The Kyoto Protocol (2)
• Kyoto Protocol: the first substantial agreement to set country-specific GHG
emissions limits and a timetable for their attainment.
• To come into force and be binding on all signatories, the Protocol would
need to be ratified by at least 55 countries, responsible for at least 55% of
1990 CO2 emissions of FCCC ‘Annex 1’ nations.
• The key objective set by the Protocol was to cut combined emissions of
five principal GHGs from industrialised countries by 5% relative to 1990
levels by the period 2008–2012.
• The Protocol did not set any binding commitments on developing
countries.
Subsequent activity
• Since 1997, there have been annual meetings of the parties that signed the
Kyoto Protocol.
• Initially, those meetings were largely concerned with the institutional
structures and mechanisms and ‘rules of the game’ required to implement
the protocol, such as how emissions and reductions are to be measured,
the extent to which CO2 absorbed by sinks will be counted towards Kyoto
targets, and compliance mechanisms.
• The twin conditions required for the Protocol to become operational were
met in early 2005. While the Kyoto Protocol came into force at that time, it
did so without the participation of the USA, thereby significantly
weakening its potential impact.
• The first phase of the Kyoto Protocol will end in 2012.
• Recent meetings of the parties have been concerned with making
preparations for its second phase.
The Kyoto Protocol’s flexibility mechanisms
•
These generate incentives for control to take place in sources that have the lowest
abatement costs, and so create the potential for greatly reducing the total cost of
attaining any given overall policy target.
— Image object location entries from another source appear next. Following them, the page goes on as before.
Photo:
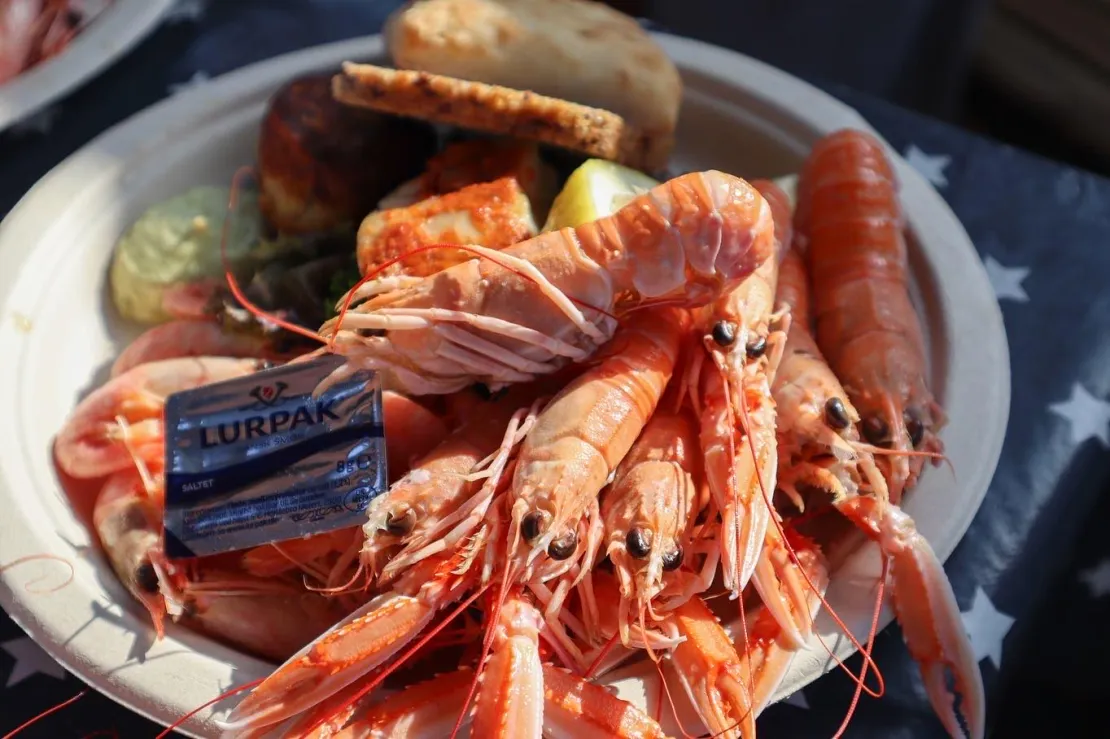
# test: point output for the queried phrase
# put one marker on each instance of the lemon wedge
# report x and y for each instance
(596, 189)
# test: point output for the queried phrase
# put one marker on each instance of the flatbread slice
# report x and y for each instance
(505, 111)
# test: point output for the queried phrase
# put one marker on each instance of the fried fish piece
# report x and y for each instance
(494, 214)
(468, 162)
(501, 110)
(323, 165)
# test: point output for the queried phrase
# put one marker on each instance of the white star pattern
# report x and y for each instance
(797, 699)
(930, 166)
(40, 122)
(1098, 579)
(1087, 415)
(986, 627)
(30, 660)
(185, 10)
(1006, 281)
(197, 80)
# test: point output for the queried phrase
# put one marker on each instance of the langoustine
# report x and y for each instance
(550, 509)
(821, 448)
(851, 224)
(526, 311)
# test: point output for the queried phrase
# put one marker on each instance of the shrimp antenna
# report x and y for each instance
(27, 558)
(486, 647)
(197, 710)
(601, 656)
(879, 452)
(870, 646)
(53, 709)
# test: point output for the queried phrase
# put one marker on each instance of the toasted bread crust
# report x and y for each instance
(578, 50)
(501, 110)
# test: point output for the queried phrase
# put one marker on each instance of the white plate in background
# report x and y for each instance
(58, 332)
(108, 36)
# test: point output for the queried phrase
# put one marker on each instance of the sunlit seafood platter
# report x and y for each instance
(642, 368)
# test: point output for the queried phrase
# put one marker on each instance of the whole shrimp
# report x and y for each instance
(415, 518)
(548, 508)
(649, 512)
(266, 616)
(851, 222)
(735, 404)
(515, 314)
(821, 447)
(123, 417)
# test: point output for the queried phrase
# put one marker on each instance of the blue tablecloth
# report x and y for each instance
(1032, 576)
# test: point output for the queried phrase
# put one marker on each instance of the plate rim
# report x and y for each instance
(706, 59)
(108, 38)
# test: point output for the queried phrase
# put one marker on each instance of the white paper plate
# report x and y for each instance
(109, 34)
(58, 334)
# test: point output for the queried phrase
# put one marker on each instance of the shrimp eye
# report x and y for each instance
(724, 333)
(562, 547)
(638, 542)
(673, 559)
(533, 525)
(915, 427)
(147, 578)
(400, 523)
(876, 431)
(836, 415)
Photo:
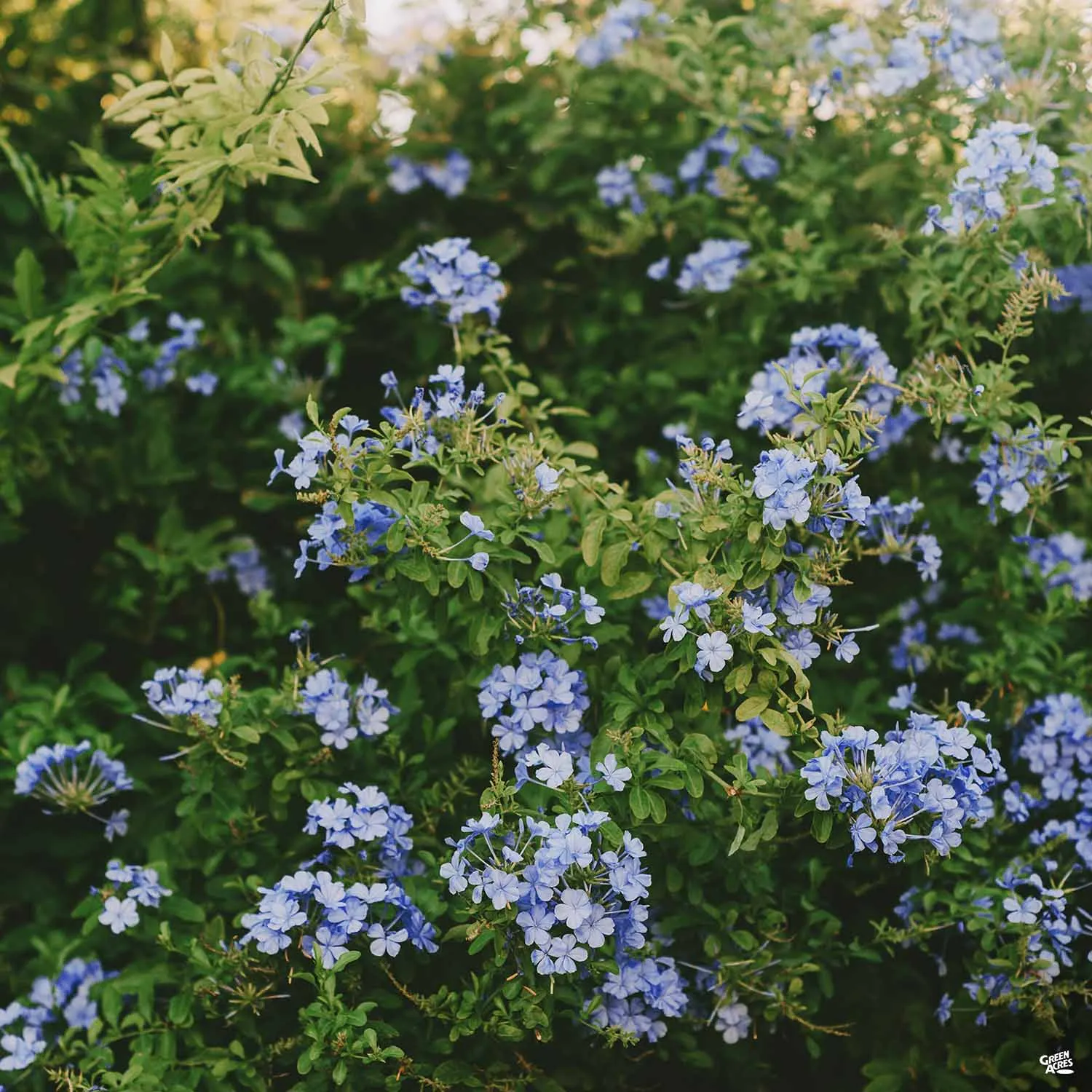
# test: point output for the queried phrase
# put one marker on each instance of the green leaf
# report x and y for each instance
(614, 561)
(640, 803)
(823, 823)
(630, 585)
(751, 707)
(592, 539)
(777, 722)
(185, 909)
(738, 840)
(30, 282)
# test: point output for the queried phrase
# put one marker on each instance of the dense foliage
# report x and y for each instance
(585, 592)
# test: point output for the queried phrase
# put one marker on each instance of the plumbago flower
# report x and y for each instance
(1004, 161)
(342, 713)
(821, 360)
(362, 900)
(1024, 915)
(450, 176)
(620, 24)
(120, 910)
(956, 41)
(175, 692)
(923, 783)
(74, 778)
(541, 698)
(887, 526)
(450, 275)
(548, 609)
(566, 893)
(764, 749)
(1061, 559)
(1019, 470)
(54, 1006)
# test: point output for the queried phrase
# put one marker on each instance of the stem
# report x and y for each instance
(285, 74)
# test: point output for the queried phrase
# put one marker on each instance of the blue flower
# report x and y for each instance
(780, 480)
(449, 274)
(713, 266)
(759, 165)
(757, 620)
(203, 382)
(547, 478)
(713, 652)
(620, 24)
(660, 270)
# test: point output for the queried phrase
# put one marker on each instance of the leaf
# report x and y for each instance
(777, 722)
(614, 561)
(592, 539)
(630, 585)
(640, 803)
(30, 282)
(166, 55)
(738, 840)
(185, 909)
(751, 707)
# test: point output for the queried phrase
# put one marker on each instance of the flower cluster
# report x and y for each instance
(541, 692)
(251, 577)
(764, 748)
(1061, 559)
(781, 480)
(333, 543)
(714, 651)
(175, 692)
(638, 995)
(74, 778)
(927, 772)
(713, 266)
(107, 375)
(67, 997)
(567, 891)
(887, 524)
(620, 24)
(840, 502)
(781, 393)
(1057, 747)
(958, 41)
(699, 166)
(1002, 159)
(119, 912)
(450, 177)
(618, 187)
(1013, 465)
(1077, 281)
(449, 274)
(343, 714)
(446, 413)
(548, 609)
(330, 909)
(1045, 909)
(306, 464)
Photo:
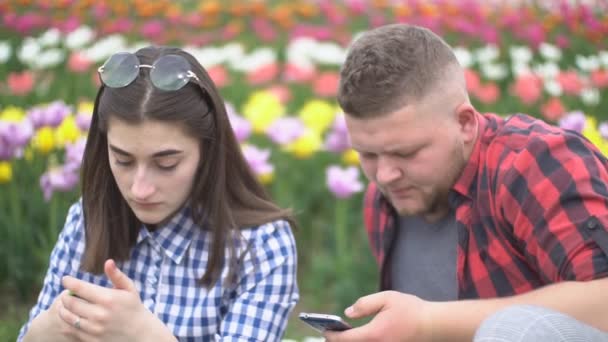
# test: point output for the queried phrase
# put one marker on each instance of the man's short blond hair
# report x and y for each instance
(392, 66)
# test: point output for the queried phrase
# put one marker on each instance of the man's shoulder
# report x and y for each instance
(519, 132)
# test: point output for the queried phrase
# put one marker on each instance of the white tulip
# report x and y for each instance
(105, 47)
(29, 51)
(464, 56)
(590, 96)
(520, 54)
(49, 59)
(548, 70)
(587, 64)
(550, 52)
(49, 38)
(80, 37)
(487, 54)
(256, 59)
(553, 88)
(493, 71)
(5, 51)
(329, 54)
(520, 69)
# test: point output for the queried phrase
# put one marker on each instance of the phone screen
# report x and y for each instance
(323, 322)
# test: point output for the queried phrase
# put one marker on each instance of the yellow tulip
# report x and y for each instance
(44, 140)
(67, 132)
(306, 145)
(262, 109)
(350, 157)
(6, 172)
(318, 115)
(12, 114)
(593, 134)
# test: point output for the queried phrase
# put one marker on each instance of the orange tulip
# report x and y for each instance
(210, 9)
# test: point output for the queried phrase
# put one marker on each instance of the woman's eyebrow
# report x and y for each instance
(164, 153)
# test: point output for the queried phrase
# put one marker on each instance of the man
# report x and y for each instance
(473, 218)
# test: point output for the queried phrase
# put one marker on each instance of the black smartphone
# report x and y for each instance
(323, 322)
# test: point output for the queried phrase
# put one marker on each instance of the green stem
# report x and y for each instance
(340, 234)
(15, 204)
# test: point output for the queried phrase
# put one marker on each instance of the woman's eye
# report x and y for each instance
(167, 167)
(123, 162)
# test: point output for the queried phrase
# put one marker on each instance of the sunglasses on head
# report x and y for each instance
(169, 72)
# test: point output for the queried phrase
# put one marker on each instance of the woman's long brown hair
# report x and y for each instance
(225, 197)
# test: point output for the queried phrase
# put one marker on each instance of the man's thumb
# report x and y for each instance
(118, 279)
(368, 305)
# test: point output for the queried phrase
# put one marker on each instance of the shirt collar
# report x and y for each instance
(174, 237)
(466, 183)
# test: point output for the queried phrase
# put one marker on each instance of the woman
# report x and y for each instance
(173, 237)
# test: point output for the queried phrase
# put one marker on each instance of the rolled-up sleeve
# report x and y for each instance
(69, 241)
(267, 288)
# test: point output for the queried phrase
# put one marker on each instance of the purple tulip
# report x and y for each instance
(74, 153)
(83, 121)
(258, 159)
(17, 134)
(240, 126)
(51, 115)
(343, 182)
(63, 178)
(337, 140)
(603, 128)
(573, 121)
(285, 130)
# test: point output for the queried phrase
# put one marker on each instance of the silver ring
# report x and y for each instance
(77, 323)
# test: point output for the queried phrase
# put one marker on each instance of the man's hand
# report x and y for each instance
(102, 314)
(399, 317)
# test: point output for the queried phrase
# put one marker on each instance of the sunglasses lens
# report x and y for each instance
(170, 72)
(120, 70)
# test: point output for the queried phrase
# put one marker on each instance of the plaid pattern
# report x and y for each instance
(531, 209)
(167, 263)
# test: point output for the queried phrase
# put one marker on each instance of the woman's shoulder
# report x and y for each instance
(278, 231)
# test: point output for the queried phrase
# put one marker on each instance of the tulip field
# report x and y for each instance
(276, 63)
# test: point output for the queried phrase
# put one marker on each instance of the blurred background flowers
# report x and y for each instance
(276, 63)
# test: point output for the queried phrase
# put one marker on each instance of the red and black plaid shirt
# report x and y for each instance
(531, 209)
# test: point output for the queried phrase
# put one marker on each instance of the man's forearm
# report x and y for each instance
(585, 301)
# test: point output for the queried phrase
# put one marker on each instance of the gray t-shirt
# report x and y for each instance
(423, 261)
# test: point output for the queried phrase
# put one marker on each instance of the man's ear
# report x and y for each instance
(466, 117)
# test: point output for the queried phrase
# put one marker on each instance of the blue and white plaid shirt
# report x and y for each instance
(165, 266)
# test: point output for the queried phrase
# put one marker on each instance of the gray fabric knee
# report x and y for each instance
(528, 323)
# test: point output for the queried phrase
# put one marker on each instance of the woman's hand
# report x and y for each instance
(103, 314)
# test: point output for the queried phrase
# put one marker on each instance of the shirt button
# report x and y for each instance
(592, 224)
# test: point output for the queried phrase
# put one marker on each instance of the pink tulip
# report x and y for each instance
(263, 74)
(488, 93)
(528, 88)
(570, 82)
(553, 109)
(218, 75)
(343, 182)
(574, 121)
(78, 62)
(472, 80)
(20, 83)
(599, 78)
(298, 74)
(326, 84)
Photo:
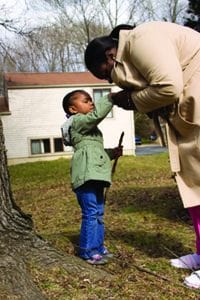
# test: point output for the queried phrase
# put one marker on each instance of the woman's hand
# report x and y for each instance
(123, 99)
(117, 151)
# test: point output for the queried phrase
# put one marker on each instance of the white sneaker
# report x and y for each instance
(190, 261)
(193, 280)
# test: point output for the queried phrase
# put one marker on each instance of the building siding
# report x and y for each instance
(37, 113)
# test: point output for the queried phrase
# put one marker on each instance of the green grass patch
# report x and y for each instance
(144, 219)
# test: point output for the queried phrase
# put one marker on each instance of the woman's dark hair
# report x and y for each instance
(115, 32)
(95, 51)
(68, 100)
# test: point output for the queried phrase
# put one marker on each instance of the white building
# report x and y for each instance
(32, 114)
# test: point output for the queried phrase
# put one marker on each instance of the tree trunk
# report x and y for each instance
(20, 245)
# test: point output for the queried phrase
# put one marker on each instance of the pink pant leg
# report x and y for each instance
(195, 215)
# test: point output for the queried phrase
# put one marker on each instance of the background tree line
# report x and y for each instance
(57, 40)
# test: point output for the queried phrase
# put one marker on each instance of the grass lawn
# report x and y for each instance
(146, 225)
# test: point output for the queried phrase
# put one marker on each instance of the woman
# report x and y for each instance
(157, 64)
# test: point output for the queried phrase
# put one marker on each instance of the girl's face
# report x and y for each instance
(82, 103)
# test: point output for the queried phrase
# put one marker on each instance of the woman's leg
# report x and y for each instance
(87, 199)
(195, 215)
(100, 215)
(191, 261)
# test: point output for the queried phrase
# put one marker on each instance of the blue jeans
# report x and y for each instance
(91, 200)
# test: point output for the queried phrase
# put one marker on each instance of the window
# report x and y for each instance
(98, 93)
(40, 146)
(58, 145)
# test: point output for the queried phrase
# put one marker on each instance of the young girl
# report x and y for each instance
(90, 168)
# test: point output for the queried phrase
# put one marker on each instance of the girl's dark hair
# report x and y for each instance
(95, 51)
(68, 100)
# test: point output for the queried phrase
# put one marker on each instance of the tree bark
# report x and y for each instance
(20, 245)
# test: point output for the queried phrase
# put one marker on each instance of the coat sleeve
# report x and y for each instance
(86, 122)
(155, 57)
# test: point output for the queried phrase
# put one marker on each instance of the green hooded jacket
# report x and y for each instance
(90, 160)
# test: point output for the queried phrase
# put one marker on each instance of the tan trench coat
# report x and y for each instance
(160, 62)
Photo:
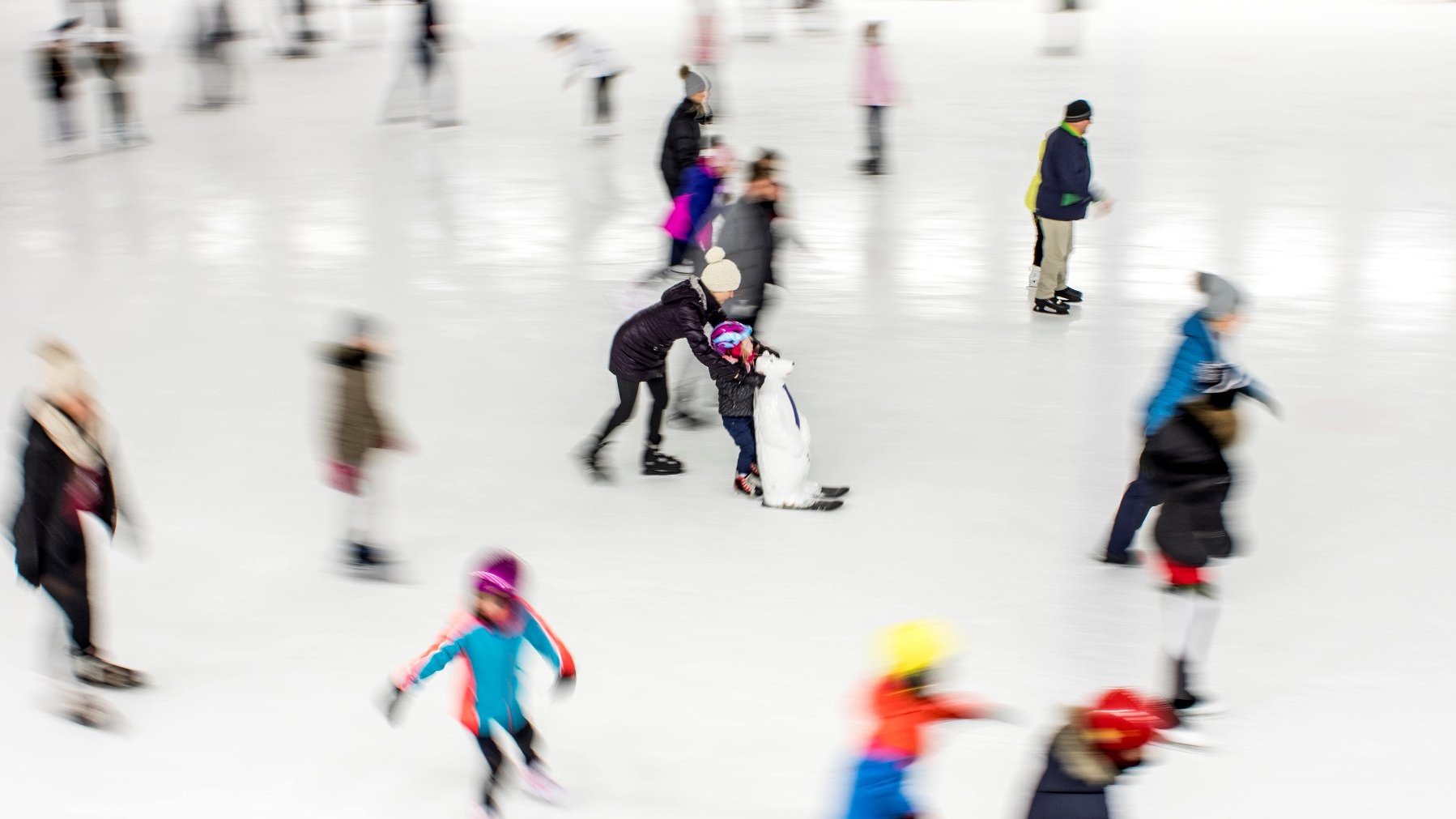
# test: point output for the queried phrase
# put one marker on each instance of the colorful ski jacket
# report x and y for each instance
(1065, 188)
(492, 675)
(901, 711)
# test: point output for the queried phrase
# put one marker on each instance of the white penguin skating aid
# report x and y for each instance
(782, 436)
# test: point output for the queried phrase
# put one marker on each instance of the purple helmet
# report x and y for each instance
(497, 576)
(728, 335)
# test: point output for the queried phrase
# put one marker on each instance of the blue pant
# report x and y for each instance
(877, 790)
(742, 430)
(1139, 499)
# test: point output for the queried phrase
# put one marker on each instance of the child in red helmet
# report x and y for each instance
(1091, 751)
(491, 638)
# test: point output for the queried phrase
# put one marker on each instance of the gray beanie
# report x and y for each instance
(1224, 297)
(693, 82)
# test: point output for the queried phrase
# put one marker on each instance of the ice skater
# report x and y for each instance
(113, 58)
(58, 82)
(782, 443)
(425, 87)
(66, 476)
(1091, 751)
(490, 638)
(598, 65)
(357, 429)
(1063, 191)
(750, 238)
(640, 356)
(735, 388)
(1198, 356)
(877, 94)
(905, 704)
(683, 139)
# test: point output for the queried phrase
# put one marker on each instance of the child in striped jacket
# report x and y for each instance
(490, 638)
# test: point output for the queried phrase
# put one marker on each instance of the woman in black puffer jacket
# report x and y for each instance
(684, 134)
(640, 355)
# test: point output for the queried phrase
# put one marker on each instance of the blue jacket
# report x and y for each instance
(491, 663)
(1066, 177)
(1198, 348)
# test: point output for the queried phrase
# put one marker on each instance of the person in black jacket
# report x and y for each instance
(1091, 751)
(65, 476)
(640, 355)
(684, 136)
(747, 237)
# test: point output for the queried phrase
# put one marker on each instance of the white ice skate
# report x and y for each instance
(539, 786)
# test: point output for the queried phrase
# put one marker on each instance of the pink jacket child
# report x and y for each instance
(875, 94)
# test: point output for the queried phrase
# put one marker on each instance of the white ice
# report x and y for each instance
(1302, 149)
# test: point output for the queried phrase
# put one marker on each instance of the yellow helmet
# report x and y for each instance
(916, 646)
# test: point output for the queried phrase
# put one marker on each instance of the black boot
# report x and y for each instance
(657, 463)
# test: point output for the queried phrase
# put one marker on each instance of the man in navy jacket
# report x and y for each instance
(1063, 194)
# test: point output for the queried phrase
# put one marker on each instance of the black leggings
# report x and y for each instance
(605, 100)
(494, 757)
(69, 591)
(627, 403)
(1036, 250)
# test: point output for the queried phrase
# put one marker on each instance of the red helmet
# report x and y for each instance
(1123, 720)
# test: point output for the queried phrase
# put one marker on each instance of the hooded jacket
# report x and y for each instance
(1066, 177)
(641, 344)
(57, 449)
(680, 144)
(357, 426)
(1075, 783)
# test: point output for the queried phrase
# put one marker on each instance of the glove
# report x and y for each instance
(390, 702)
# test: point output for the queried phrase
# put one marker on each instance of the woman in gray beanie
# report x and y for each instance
(684, 133)
(1196, 369)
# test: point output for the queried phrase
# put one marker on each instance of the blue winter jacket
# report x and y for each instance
(490, 655)
(1066, 177)
(1198, 348)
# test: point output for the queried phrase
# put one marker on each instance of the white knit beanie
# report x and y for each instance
(62, 375)
(721, 275)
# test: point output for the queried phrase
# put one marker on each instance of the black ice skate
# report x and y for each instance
(657, 463)
(95, 671)
(684, 420)
(746, 485)
(590, 456)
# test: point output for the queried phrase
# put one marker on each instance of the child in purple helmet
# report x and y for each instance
(734, 341)
(491, 636)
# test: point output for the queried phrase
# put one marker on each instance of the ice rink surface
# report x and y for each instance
(1302, 149)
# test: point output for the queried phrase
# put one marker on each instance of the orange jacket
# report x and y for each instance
(901, 711)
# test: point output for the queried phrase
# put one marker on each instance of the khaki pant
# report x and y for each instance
(1054, 250)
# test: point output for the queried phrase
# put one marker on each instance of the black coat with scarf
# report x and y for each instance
(41, 544)
(680, 144)
(1186, 463)
(640, 348)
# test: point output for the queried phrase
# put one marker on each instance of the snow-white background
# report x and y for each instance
(1301, 147)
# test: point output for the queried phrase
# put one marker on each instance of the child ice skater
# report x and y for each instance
(734, 341)
(490, 638)
(903, 706)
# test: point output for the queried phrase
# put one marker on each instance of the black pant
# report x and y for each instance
(627, 401)
(877, 133)
(1139, 499)
(1036, 250)
(494, 757)
(605, 100)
– Emissions Trading: Allows emissions trading among Annex 1 countries;
countries in which emissions are below their allowed targets may sell ‘credits’
to other nations, which can add these to their allowed targets.
– Banking Emissions targets do not have to be met every year, only on average
over the period 2008–2012. Moreover, emissions reductions above Kyoto
targets attained in the years 2008–2012 can be banked for credit in the
following control period.
– Joint Implementation (JI) allows for bilateral bargains among Annex 1
countries, whereby one country can obtain ‘Emissions Reduction Units’ for
undertaking in another country projects that reduce net emissions, provided
that the reduction is additional to what would have taken place anyway.
– Clean Development Mechanism (CDM): By funding projects that reduce
emissions in developing countries, Annex 1 countries can gain emissions
credits to offset against their abatement obligations. Effectively, the CDM
generalises the JI provision to a global basis. The CDM applies to sequestration
schemes (such as forestry programmes) as well as emissions reductions.